Inicialmente, o grupo focou em definir e acompanhar a execução de soluções emergenciais e de curto prazo para os usuários do Guandu, de tal modo que, além de viabilizar a diminuição temporária da transposição de água para o Rio Guandu, elas permitissem, consequentemente, economizar ainda mais as águas estocadas nos reservatórios do Paraíba do Sul. No auge da crise, a periodicidade de reuniões era semanal. Atualmente, os encontros são mensais ou bimestrais e têm como enfoque soluções definitivas e de médio prazo para os problemas de captação dos usuários do Guandu.

Ações desenvolvidas pelos usuários do Guandu

Os principais afetados pela redução das águas transpostas para o Guandu foram as indústrias localizadas no Canal do São Francisco (foz do Guandu) . As captações das indústrias no Canal do São Francisco apresentavam entrave para a efetivação das reduções de vazão, em razão do consequente aumento da intrusão salina na foz do canal, que acaba servindo de porta para a entrada de água salgada em um trecho do rio.

Essas empresas, para os seus processos industriais, não podem captar água salgada. Quando a vazão do rio foi diminuída para economizar água doce, a água do mar conseguiu avançar mais rio adentro e acabou chegando até o ponto de captação dessas empresas.

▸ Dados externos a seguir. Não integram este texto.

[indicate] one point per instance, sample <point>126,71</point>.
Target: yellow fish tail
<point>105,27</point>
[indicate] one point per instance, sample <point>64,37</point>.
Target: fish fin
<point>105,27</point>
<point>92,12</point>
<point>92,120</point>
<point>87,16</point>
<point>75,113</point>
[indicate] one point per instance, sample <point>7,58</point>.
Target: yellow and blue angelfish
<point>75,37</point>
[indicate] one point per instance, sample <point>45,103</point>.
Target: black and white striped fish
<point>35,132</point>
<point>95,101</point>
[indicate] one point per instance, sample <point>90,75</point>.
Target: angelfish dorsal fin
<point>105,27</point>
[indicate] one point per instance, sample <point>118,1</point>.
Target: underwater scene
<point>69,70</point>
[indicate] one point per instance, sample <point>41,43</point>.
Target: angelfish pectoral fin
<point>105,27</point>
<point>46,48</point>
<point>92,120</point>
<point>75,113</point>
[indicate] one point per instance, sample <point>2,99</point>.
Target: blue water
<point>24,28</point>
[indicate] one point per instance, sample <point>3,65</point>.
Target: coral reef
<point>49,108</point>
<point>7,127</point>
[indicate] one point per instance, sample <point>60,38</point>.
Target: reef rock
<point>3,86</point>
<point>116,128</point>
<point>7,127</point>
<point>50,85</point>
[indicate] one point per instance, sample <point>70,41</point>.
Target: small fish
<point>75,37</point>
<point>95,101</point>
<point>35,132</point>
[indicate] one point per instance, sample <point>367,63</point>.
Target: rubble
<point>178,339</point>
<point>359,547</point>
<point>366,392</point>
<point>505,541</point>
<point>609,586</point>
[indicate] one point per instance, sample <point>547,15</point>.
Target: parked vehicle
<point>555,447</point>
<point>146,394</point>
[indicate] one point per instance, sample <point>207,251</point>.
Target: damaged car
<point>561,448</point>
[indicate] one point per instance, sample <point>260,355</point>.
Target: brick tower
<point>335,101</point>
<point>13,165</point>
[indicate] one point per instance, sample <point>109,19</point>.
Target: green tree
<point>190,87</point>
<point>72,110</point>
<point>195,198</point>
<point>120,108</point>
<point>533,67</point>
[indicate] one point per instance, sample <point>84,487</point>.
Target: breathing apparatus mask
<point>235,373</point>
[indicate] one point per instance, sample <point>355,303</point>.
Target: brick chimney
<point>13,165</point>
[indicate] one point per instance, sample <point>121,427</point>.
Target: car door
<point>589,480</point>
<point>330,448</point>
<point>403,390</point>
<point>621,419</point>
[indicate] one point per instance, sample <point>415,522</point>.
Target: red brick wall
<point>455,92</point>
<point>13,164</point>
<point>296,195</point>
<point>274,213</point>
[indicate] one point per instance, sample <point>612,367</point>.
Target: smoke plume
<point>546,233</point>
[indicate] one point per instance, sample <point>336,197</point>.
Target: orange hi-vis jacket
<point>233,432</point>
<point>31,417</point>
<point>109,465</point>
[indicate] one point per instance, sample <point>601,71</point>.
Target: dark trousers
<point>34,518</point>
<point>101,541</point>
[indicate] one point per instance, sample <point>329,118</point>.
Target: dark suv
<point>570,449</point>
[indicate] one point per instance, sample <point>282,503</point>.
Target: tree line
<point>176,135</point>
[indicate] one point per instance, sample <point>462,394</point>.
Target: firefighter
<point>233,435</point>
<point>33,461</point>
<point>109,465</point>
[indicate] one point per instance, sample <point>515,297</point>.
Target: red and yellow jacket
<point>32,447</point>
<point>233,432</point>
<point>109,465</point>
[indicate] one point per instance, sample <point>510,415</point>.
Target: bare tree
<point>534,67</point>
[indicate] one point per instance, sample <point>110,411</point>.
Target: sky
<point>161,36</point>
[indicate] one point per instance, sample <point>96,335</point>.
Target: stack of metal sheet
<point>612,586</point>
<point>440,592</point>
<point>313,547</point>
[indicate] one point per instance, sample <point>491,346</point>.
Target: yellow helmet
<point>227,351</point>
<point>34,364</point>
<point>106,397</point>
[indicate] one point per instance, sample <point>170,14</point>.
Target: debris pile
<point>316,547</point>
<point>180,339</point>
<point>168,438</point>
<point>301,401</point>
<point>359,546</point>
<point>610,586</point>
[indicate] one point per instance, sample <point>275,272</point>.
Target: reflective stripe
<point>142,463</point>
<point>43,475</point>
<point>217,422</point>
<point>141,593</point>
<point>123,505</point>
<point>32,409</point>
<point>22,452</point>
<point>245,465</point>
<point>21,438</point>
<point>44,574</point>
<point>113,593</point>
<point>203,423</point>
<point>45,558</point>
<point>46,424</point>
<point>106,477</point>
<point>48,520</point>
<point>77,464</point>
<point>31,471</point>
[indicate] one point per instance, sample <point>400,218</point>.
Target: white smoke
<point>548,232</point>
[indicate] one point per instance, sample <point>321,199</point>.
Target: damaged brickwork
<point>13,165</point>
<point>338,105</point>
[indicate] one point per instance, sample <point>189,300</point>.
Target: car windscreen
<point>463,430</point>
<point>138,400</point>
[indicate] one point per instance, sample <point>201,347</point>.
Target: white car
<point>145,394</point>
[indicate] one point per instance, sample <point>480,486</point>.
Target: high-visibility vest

Por essa razão, o Gabinete de Segurança, inicialmente, focou em reuniões com os usuários da Associação das Empresas do Distrito Industrial de Santa Cruz e Adjacências (AEDIN) e a Cedae. Nesse contexto, a AEDIN propôs a construção de uma estrutura hidráulica provisória (soleira submersa), com o intuito de barrar o avanço da cunha salina. Adicionalmente, a empresa TKCSA teve que mudar sua captação para um ponto a montante, no mesmo local de captação de outras três empresas (FCC, Gerdau e Furnas). Esse conjunto de obras foi concluído no final de agosto de 2015.

Estrutura hidráulica provisória (soleira submersa) no Canal de São Francisco para conter a cunha salina

No entanto, os usuários continuaram com dificuldades para a captação, sendo necessários ajustes na soleira, concluídos no final de 2015. Ao conjunto dessas empresas, o Gabinete de Segurança Hídrica ainda apresentou como uma das soluções definitiva de abastecimento a possibilidade de utilizar água de reúso da Estação de Tratamento de Água (ETA) do Guandu, operada pela Cedae. Ações de médio prazo continuam sendo estudadas, abrangendo tanto a proposta de reúso das águas residuais da ETA Guandu quanto a implantação de uma planta de dessalinização, ou, ainda, a mudança dos pontos das captações para um local livre de impacto da intrusão salina.

Em fevereiro de 2015, o reservatório equivalente teve seu maior declínio, quase chegando a zero. No entanto, os esforços realizados permitiram chegar ao fim de 2015 com um volume acumulado de 18%.